Ive also sent an email to Royal College of Veterinary Surgeons for clarity as I'm by no means an expert in this field. Today I received a reply from the Rescue Org in question who stated the female in the video was indeed a qualified vet and applied medetomidine to the Roe and confirmed they were unaware of the EAT NOT ear tag requirement, they have now been ordered for future use.

If you are interested Google ' is medetomidine safe for humans' ☠️

Anyone stalking in Leatherhead, M25 underpass area who shoots a Roe Doe with marks as per vid might want to let the mother in law try it first🫣 I shouldn't joke it's a serious omission on the part of the vet in this case
 
I'd be interested to hear from @Buchan on this. Google tells me there's no published withdrawal period for meat with this drug, as it's not licenced/intended for livestock. Apparently similar drugs have fairly short withdrawal times 🤷🏻‍♂️
 
I shot a roe buck that had a broken front leg. When I examined it I found a tag in it's ear with do not eat and a telephone no. On further examination I found scars on the hind quarters from a previous injury. I decided to ring the telephone number on the tag and got through to the R.S.P.C.A at Kings Lynn, they checked their records and it had been brought into them over a year previous and when recovered it had been released locally to them. Where I dispatched it was over 40 miles as the crow flies from where it was released. The poor deer had a hard life but travelled a long way. I did not put the carcase into the food chain.
 
There is no maximum residue level (MRL) for medetomidine so the sedated deer should not enter the food chain. It isnt a drug usually used in food producing animals so determining a MRL will never be done as it makes no commercial sense. The use of the drug is therefore off license and so you are correct a not for human consumption tag should have been applied.
 
To add to Selous' comment, medetomidine is an alpha-2 agonist, and other similar drugs (detomidine, xylazine) are listed in the EU 37/2010 as not needing an MRL, so they can be used, but not medetomidine.
To reassure anyone who might by chance eat it, the drug is very rapidly eliminated from the body - within days - and there is a human version of the drug in use in intensive care units. So it would be safe to eat.
 
I have a colleague who volunteers for this bunch. He’s been told several times to take “rescued” deer that don’t make it off to the woods to dump 🤦🏼‍♂️ I have made him aware of the rules regarding fly tipping biohazardous waste but, as with all well intentioned ideological extremists he’s so convinced of his moral high ground it just bounces off.

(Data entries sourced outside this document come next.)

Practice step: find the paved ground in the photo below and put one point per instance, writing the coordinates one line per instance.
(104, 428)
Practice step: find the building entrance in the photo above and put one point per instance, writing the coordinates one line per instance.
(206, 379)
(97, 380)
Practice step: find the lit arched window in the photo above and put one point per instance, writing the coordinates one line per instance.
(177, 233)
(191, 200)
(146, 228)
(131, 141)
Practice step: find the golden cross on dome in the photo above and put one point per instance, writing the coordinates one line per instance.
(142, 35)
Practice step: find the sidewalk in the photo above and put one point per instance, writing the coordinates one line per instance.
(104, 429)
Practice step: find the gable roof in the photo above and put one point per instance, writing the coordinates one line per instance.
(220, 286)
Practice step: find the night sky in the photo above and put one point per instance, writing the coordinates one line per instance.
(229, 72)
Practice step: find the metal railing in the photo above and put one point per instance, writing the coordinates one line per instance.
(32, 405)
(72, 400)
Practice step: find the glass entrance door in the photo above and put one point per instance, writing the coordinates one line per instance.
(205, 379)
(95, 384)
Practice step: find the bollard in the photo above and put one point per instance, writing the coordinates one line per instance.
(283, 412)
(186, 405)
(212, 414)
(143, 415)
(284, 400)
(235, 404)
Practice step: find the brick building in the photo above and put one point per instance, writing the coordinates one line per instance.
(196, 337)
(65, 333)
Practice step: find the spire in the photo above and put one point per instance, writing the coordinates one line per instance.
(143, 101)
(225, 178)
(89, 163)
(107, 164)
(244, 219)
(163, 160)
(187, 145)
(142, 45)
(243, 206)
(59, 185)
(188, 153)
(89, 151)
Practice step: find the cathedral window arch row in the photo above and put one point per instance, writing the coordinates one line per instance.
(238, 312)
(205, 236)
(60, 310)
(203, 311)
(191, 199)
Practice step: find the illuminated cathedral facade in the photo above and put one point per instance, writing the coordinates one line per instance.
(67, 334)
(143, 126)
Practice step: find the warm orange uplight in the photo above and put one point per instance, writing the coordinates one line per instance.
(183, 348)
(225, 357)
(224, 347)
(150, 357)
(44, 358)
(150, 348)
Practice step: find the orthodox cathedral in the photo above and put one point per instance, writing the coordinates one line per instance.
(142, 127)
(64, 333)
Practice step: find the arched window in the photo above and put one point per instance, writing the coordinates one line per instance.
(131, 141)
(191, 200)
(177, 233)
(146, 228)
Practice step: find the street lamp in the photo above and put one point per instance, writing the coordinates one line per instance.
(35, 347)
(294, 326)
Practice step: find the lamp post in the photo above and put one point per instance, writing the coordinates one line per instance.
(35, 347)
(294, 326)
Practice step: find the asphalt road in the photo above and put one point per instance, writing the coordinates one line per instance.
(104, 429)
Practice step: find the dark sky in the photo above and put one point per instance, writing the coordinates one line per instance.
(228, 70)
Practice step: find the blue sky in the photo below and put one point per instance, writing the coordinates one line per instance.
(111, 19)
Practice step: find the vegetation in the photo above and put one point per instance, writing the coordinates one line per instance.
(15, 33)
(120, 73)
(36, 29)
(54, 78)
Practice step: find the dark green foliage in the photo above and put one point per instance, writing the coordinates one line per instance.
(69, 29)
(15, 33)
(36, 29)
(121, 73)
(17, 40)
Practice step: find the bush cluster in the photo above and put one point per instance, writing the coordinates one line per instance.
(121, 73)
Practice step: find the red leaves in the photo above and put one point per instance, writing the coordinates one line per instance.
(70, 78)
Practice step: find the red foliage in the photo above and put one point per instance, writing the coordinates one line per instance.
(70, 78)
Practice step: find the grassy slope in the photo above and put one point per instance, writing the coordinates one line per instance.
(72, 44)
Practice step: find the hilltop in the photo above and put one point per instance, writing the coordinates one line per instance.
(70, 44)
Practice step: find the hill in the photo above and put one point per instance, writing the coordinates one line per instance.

To be honest I hope they get nicked.
 
Still with this topic, just had the following reply back from the VMD (Veterinary Medicines Directorate) which reinforces what others have said.

Thank you for your email.

Medetomidine is not authorised for use in food-producing animals, including deer, so there is no data on the product’s residual effect on these animals. In addition, no assessment of the situation you’ve outlined could be made without knowing the dose administered, the animal’s weight, and whether it has any conditions that might affect the metabolism of the product.

If Medetomidine is administered to a food-producing animal, the animal must be permanently excluded from the human food chain by means of a permanent identification such as a tamper-proof ear tag.

To report concerns about the animal in question you may want to contact customeradvice@apha.gov.uk for further guidance.

Regards,

Catherine

Veterinary Medicines Directorate
 
I did reply back to the VMD asking if that's it then? No corrective action or advice into the vet in question? I requested, who enforces governance when there has been a breach in procedure, I'm not expecting a reply🙄
 
I have never darted a wild deer and not euthanised it. In my experience, if you can get close enough to dart a wild deer, knowing that it cannot bugger off once darted and not be found, it is very severely compromised.
With captive deer, wherever that may be, as well as Eat Not tagging, I remove top tip of the ear so there is a permanent marker that the deer has had anaesthetic. The deer is photographed and the drugs used info is recorded by park/farm/zoo. This is common practice in UK and European Zoos.
Tags fall off regularly.
 
I have a colleague who volunteers for this bunch. He’s been told several times to take “rescued” deer that don’t make it off to the woods to dump 🤦🏼‍♂️ I have made him aware of the rules regarding fly tipping biohazardous waste but, as with all well intentioned ideological extremists he’s so convinced of his moral high ground it just bounces off.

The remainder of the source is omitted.